È successo così anche alla sua Graticola...

Un po' sì, anche se li non ci sono schizzi di sangue... ci sono altri tipi di brutte figure o momenti in cui la trama si accanisce un po' a perseguitare il protagonista.

Cosa si aspetta di ricevere e dare in questa nuova esperienza di docente in una scuola di scrittura?

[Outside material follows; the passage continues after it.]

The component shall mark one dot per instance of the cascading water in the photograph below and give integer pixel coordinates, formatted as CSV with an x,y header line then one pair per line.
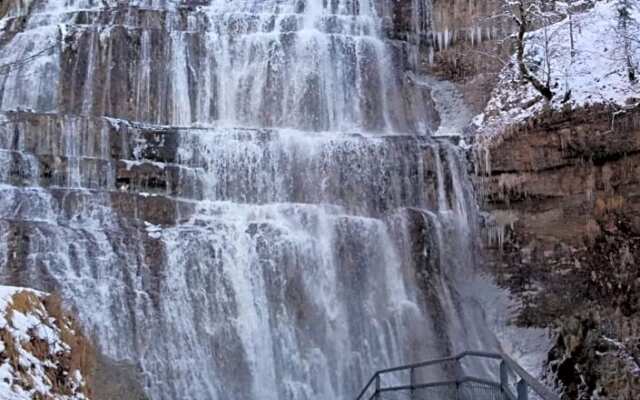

Ricordo che fino a venti-venticinque anni traducevo la critica letteraria in possibilità compositive. Mentre in Conservatorio o in Accademia si affronta l'arte anche dal punto di vista compositivo, per quanto riguarda la letteratura, soprattutto in Italia fino a una decina di anni fa, cinque-dieci anni fa, la si affrontava solo in sede di commento, di critica. Il discorso sulla letteratura, almeno nelle sedi istituzionali, scolastiche, era di tipo commentativo, per così dire posteriore se non postumo. Fare il contrario dopo circa vent'anni di formazione da parte mia e di letture, andare alle sorgenti, andare alla scaturigine di quelli che sono i problemi dell'invenzione linguistica, già di per sé è abbastanza arioso, è come una boccata d'aria, ci si trova non a commentare cose già fatte ma a sognare cose da fare. Questa consapevolezza è una cosa già bella in sé, già questo basterebbe a dare una rivitalizzazione. Poi mi aspetto di sbattere la faccia su problemi diversi dai miei, problemi compositivi diversi dai miei, problemi reali quindi: poetiche, modi di sognare di attraversare la scrittura, di incorporarla diversi dai miei, e anche questo è molto.

So che si è dedicato anche a una guida turistica...

Sì, in questi giorni esce una descrizione, Guida di Venezia per Paravia-Gribaudo, che è divisa in nove capitoli che si intitolano: piedi, gambe, cuore, mani, volto, orecchi, bocca, naso, occhi. Sono le esperienze fisico-emotive che si possono fare a Venezia.